Forte presença do movimento sindical marcou o lançamento da Carta no Largo São Francisco
O Sindicato dos Eletricitários de São Paulo participou nesta sexta-feira (25) do lançamento da Carta em Defesa da Soberania Nacional, realizado na tradicional Faculdade de Direito do Largo São Francisco, em São Paulo — local histórico das grandes mobilizações democráticas do País.
O ato contou com a forte presença do movimento sindical, que se somou às entidades da sociedade civil para reafirmar o compromisso com a independência nacional, a democracia e a defesa dos interesses do povo brasileiro. Centrais Sindicais, Federações, Confederações e Sindicatos de várias categorias compareceram em peso, evidenciando a unidade do campo popular diante das ameaças externas e autoritárias que o Brasil enfrenta.
Representando os Eletricitários, estiveram presentes o vice-presidente Alexandre Meduneckas (Bola) e diretores do Sindicato, que reforçaram a importância da luta coletiva e do engajamento da categoria nas grandes pautas nacionais.
Durante a mobilização, manifestantes entoaram palavras de ordem como “Não à tirania! Soberania não se negocia!”, reforçando o tom de resistência coletiva. O evento reuniu lideranças como Miguel Torres, presidente da Força Sindical, e diversos representantes dos trabalhadores e trabalhadoras.

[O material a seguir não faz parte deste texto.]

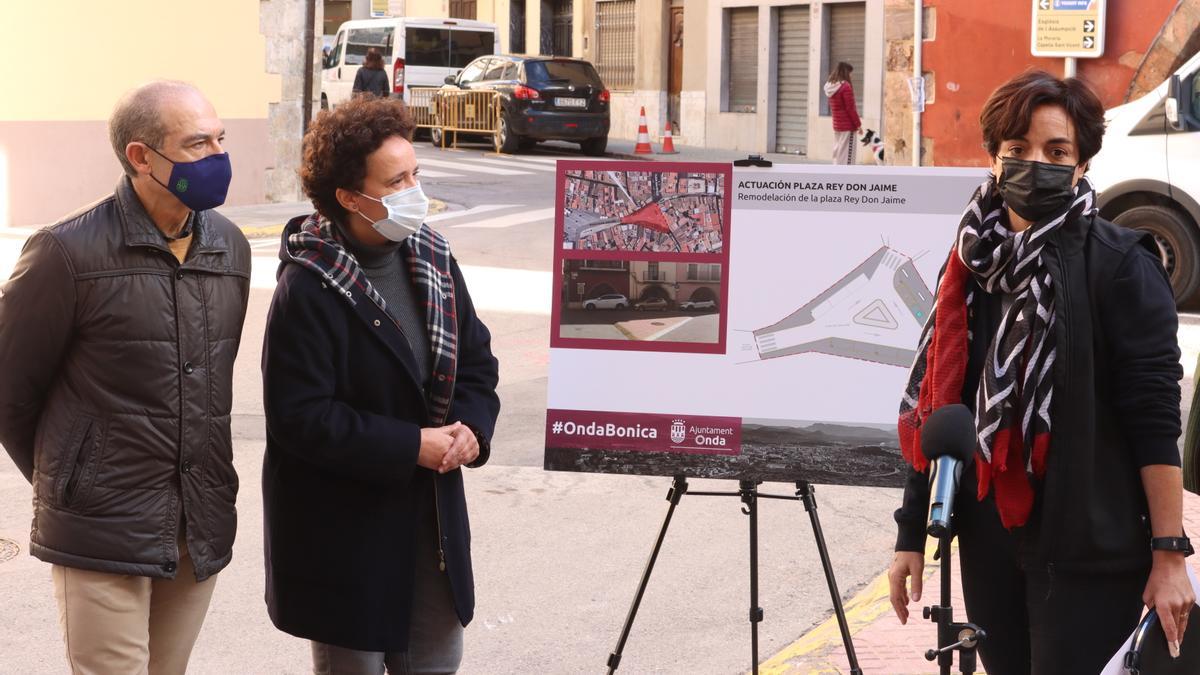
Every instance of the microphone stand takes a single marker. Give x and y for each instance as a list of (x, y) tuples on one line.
[(952, 637)]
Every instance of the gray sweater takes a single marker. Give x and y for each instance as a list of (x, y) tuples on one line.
[(388, 272)]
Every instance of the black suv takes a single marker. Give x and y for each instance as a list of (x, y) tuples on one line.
[(543, 99)]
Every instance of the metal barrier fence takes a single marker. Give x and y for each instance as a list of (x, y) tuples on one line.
[(469, 112), (420, 106)]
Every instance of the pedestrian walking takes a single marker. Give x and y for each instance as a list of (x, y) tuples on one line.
[(379, 384), (118, 334), (844, 109), (1059, 329), (371, 77)]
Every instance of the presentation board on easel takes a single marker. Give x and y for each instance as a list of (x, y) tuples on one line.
[(751, 323)]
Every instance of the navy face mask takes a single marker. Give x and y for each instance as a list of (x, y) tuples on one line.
[(199, 185)]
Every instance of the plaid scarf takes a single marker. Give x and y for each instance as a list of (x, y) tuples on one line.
[(1017, 384), (319, 246)]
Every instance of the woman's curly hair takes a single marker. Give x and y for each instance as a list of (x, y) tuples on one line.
[(337, 144)]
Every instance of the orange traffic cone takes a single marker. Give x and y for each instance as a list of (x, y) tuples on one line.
[(667, 143), (643, 136)]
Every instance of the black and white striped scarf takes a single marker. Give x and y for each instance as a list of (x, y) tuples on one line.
[(1017, 384), (318, 245)]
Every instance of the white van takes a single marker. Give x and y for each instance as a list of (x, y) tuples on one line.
[(417, 52), (1149, 172)]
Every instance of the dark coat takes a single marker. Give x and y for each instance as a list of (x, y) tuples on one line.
[(118, 387), (1115, 407), (371, 81), (341, 488)]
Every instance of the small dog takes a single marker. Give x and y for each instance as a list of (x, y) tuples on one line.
[(873, 141)]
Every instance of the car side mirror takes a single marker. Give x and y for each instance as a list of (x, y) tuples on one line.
[(1174, 103)]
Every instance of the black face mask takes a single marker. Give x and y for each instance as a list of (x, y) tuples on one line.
[(1036, 190)]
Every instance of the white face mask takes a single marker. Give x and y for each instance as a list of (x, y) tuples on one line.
[(406, 213)]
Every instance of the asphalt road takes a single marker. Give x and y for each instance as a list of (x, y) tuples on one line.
[(557, 555)]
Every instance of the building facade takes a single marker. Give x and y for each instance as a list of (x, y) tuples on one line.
[(969, 48), (247, 58), (741, 75)]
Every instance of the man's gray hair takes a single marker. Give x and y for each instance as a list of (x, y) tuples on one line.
[(138, 117)]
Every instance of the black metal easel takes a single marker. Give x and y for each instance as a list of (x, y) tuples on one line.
[(748, 491)]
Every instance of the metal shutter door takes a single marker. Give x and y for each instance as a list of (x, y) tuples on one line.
[(743, 59), (847, 42), (792, 81)]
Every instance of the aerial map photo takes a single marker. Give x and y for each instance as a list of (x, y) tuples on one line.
[(651, 211)]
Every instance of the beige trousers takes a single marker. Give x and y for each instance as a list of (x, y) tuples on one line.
[(131, 625)]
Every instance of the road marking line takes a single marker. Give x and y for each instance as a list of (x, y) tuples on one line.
[(873, 602), (511, 163), (435, 173), (463, 166), (471, 211), (510, 220), (667, 329), (551, 161)]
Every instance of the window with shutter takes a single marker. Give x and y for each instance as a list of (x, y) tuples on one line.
[(742, 59), (616, 49)]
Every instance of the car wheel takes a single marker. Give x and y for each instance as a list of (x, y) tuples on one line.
[(1177, 245), (594, 147), (509, 142)]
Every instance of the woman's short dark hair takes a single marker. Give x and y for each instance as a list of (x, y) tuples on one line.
[(840, 72), (337, 144), (373, 60), (1008, 112)]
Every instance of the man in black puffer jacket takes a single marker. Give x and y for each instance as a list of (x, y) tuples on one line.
[(118, 334)]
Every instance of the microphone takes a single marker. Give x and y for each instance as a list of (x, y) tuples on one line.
[(948, 442)]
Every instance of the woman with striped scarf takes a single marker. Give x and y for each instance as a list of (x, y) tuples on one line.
[(1059, 329), (379, 389)]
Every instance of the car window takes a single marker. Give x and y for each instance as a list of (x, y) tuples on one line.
[(468, 45), (496, 70), (363, 39), (575, 72), (335, 55), (427, 47), (473, 71)]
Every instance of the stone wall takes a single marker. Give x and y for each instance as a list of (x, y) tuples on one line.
[(282, 23), (1177, 42)]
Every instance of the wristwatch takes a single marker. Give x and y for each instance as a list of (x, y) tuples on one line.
[(1173, 544)]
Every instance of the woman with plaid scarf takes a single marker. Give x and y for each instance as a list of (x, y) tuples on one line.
[(379, 386)]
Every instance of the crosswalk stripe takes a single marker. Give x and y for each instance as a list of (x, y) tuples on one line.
[(471, 211), (509, 220), (469, 167), (514, 163)]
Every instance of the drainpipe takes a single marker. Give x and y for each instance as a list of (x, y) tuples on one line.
[(918, 30), (310, 61), (1068, 66)]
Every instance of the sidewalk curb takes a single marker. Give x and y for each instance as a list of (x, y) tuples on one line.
[(864, 609)]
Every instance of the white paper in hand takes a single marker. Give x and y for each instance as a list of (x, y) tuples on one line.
[(1116, 664)]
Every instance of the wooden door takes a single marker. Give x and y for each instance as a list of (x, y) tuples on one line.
[(675, 63)]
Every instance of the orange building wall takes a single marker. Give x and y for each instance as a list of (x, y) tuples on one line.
[(978, 45)]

O vice-presidente Bola destacou a centralidade da luta sindical na defesa da soberania nacional:
“Não há soberania sem democracia nem justiça social. A história dos Eletricitários é parte dessa luta por um Brasil livre, desenvolvido e que respeita seu povo. Estar neste ato é reafirmar nosso compromisso com a classe trabalhadora e com um país que não aceita tutelas externas”, afirmou.
Conteúdo da Carta
A Carta em Defesa da Soberania Nacional destaca que a soberania é o poder do povo sobre si mesmo, e relembra a trajetória de mais de dois séculos de independência do Brasil.
O documento reafirma o compromisso com a cidadania plena, a redução das desigualdades sociais e o combate a todas as formas de discriminação. Na política externa, defende os princípios constitucionais da não intervenção, dos direitos humanos e da igualdade entre as nações.
Rejeição a ameaças
O texto repudia qualquer forma de intervenção estrangeira que tente limitar a liberdade nacional. Para os signatários, o Brasil jamais abrirá mão de sua soberania.
Ressalta ainda que processos judiciais devem seguir o devido processo legal, com base em provas e ampla defesa, sendo inaceitáveis as intromissões externas que afrontam a autonomia do país.
Unidade nacional
Diante das ameaças, a sociedade civil reafirma a necessidade de união em torno da defesa dos interesses nacionais. O documento reforça que eventuais divergências políticas não devem enfraquecer essa luta comum.
Por fim, a Carta conclama ao diálogo, à negociação pacífica e à construção coletiva, deixando claro:
A soberania brasileira é inegociável.